Fisher'ın dönüşümünden daha az kesin olan başka bir yaklaşım, ancak daha sezgisel olabileceğini düşünüyorum (ve istatistiksel anlamlılığa ek olarak pratik önem hakkında fikir verebilir) görsel test:
Buja, A., Cook, D. Hofmann, H., Lawrence, M. Lee, E.-K., Swayne,
D.F and Wickham, H. (2009) Statistical Inference for exploratory
data analysis and model diagnostics Phil. Trans. R. Soc. A 2009
367, 4361-4383 doi: 10.1098/rsta.2009.0120
Bunun R vis.test
için TeachingDemos
paketteki işlevinde bir uygulaması var . Örneğin için çalıştırmanın muhtemelen bir yolu:
vt.scattercor <- function(x,y,r,...,orig=TRUE)
{
require('MASS')
par(mar=c(2.5,2.5,1,1)+0.1)
if(orig) {
plot(x,y, xlab="", ylab="", ...)
} else {
mu <- c(mean(x), mean(y))
var <- var( cbind(x,y) )
var[ rbind( 1:2, 2:1 ) ] <- r * sqrt(var[1,1]*var[2,2])

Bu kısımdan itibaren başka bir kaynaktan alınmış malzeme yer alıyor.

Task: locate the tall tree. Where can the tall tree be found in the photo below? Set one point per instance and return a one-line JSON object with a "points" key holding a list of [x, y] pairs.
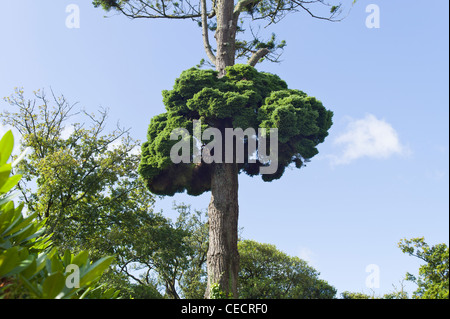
{"points": [[433, 280], [225, 18]]}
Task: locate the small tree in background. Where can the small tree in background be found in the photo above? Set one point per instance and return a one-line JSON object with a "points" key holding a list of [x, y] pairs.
{"points": [[30, 267], [433, 279]]}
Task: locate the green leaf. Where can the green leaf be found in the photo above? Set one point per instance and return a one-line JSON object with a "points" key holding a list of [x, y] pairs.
{"points": [[10, 183], [6, 147], [81, 258], [96, 270], [67, 257], [53, 285], [9, 259]]}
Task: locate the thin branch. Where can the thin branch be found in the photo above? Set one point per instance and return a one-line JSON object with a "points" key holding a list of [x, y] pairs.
{"points": [[258, 55], [206, 44]]}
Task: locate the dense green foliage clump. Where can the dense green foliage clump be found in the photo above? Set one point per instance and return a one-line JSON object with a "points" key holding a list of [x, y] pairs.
{"points": [[243, 98], [30, 266]]}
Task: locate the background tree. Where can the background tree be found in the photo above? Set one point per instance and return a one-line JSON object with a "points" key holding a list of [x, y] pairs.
{"points": [[267, 273], [30, 266], [433, 279], [84, 182], [226, 19]]}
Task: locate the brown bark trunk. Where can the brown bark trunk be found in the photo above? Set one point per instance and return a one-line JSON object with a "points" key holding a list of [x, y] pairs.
{"points": [[223, 210]]}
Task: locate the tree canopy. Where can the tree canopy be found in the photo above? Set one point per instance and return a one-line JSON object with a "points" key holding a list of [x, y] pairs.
{"points": [[243, 98]]}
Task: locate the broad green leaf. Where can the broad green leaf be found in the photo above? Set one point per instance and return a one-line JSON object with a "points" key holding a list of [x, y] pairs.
{"points": [[67, 257], [10, 183], [6, 147], [9, 259], [96, 270], [81, 258], [5, 171], [53, 285]]}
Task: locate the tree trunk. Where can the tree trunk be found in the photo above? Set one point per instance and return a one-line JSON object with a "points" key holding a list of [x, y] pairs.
{"points": [[223, 210]]}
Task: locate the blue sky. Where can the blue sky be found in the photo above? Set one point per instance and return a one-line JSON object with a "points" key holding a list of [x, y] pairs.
{"points": [[382, 173]]}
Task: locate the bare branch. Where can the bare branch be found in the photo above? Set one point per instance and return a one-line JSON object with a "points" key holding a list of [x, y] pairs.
{"points": [[206, 44], [258, 55]]}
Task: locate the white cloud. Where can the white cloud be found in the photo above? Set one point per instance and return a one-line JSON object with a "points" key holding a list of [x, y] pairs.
{"points": [[368, 137], [306, 254]]}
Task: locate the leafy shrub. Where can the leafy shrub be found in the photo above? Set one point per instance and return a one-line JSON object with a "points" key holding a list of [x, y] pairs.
{"points": [[29, 266]]}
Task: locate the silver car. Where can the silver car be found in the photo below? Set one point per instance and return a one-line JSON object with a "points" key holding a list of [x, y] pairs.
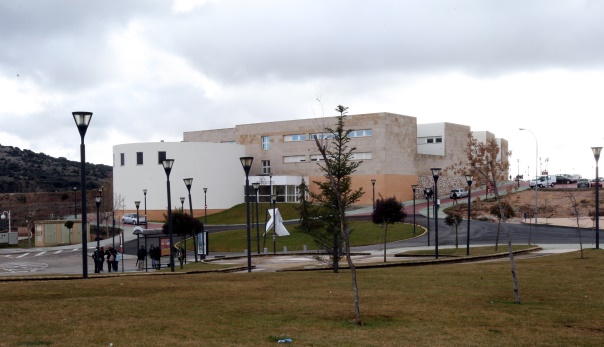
{"points": [[131, 218], [583, 183]]}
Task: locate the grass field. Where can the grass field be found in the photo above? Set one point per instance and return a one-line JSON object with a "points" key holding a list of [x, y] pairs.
{"points": [[437, 305]]}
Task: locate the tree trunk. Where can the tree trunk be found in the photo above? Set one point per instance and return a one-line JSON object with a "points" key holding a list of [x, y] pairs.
{"points": [[385, 238], [497, 236], [335, 255], [509, 238]]}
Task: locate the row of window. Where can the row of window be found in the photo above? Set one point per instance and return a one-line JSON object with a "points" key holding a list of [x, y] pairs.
{"points": [[266, 140], [318, 157], [161, 156]]}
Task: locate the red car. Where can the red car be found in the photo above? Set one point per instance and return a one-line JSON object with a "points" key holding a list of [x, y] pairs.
{"points": [[592, 183]]}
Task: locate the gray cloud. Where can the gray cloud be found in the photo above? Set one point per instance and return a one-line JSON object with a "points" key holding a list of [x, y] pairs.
{"points": [[149, 73]]}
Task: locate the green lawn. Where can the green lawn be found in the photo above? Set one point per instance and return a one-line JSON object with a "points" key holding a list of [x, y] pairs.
{"points": [[363, 233], [469, 304]]}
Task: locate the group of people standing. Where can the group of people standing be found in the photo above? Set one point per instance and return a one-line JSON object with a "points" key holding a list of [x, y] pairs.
{"points": [[154, 253], [111, 256]]}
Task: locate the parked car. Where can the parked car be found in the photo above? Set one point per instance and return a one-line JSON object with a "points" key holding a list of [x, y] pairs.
{"points": [[564, 179], [131, 218], [458, 193], [583, 183], [543, 181]]}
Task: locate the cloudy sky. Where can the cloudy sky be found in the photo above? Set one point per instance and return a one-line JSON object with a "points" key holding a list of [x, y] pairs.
{"points": [[150, 70]]}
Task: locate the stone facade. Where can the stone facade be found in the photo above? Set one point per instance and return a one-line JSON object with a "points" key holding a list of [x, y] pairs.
{"points": [[386, 142]]}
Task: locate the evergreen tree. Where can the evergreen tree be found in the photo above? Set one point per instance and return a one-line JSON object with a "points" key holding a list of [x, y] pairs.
{"points": [[336, 193]]}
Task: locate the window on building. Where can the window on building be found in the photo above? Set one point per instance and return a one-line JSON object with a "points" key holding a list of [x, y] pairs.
{"points": [[361, 156], [431, 139], [266, 143], [321, 136], [266, 167], [360, 133], [294, 159], [294, 137], [161, 156]]}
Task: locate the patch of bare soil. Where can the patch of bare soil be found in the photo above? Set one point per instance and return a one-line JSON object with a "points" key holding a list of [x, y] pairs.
{"points": [[553, 203]]}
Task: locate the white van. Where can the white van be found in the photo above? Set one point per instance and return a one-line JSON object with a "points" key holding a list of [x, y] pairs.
{"points": [[544, 181]]}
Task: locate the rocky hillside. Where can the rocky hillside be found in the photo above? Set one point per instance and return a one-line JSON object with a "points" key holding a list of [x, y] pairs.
{"points": [[23, 171]]}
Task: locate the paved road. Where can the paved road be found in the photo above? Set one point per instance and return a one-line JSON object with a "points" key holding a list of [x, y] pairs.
{"points": [[68, 259]]}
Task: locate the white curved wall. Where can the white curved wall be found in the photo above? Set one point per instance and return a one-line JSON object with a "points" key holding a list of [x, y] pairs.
{"points": [[215, 166]]}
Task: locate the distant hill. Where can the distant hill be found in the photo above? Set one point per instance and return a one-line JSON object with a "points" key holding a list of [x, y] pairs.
{"points": [[23, 171]]}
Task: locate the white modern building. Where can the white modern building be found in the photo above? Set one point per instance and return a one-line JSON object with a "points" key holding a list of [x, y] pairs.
{"points": [[215, 166], [395, 150]]}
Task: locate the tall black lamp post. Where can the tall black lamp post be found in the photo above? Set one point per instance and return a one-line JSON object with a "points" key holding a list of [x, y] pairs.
{"points": [[137, 204], [428, 195], [373, 196], [414, 187], [256, 186], [518, 175], [188, 184], [274, 197], [246, 162], [205, 207], [82, 119], [167, 164], [75, 203], [536, 175], [469, 179], [145, 193], [596, 151], [435, 173], [97, 201]]}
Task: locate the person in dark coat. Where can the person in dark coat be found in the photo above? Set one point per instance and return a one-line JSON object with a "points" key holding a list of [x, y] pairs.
{"points": [[140, 257], [101, 258], [95, 258]]}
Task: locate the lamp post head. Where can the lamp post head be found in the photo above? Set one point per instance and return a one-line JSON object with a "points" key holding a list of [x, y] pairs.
{"points": [[435, 172], [167, 164], [246, 162], [596, 151], [469, 180], [82, 120]]}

tmp <- mvrnorm( length(x), mu, var )
plot( tmp[,1], tmp[,2], xlab="", ylab="", ...)
}
}
test1 <- mvrnorm(100, c(0,0), rbind( c(1,.75), c(.75,1) ) )
test2 <- mvrnorm(100, c(0,0), rbind( c(1,.5), c(.5,1) ) )
vis.test( test1[,1], test1[,2], r=0.75, FUN=vt.scattercor )
vis.test( test2[,1], test2[,2], r=0.75, FUN=vt.scattercor )
Tabii ki gerçek verileriniz normal değilse veya ilişki doğrusal değilse, yukarıdaki kodla kolayca alınacaktır. Bunları eşzamanlı olarak test etmek isterseniz, yukarıdaki kod bunu yapar veya yukarıdaki kod, verilerin niteliğini daha iyi temsil edecek şekilde uyarlanabilir.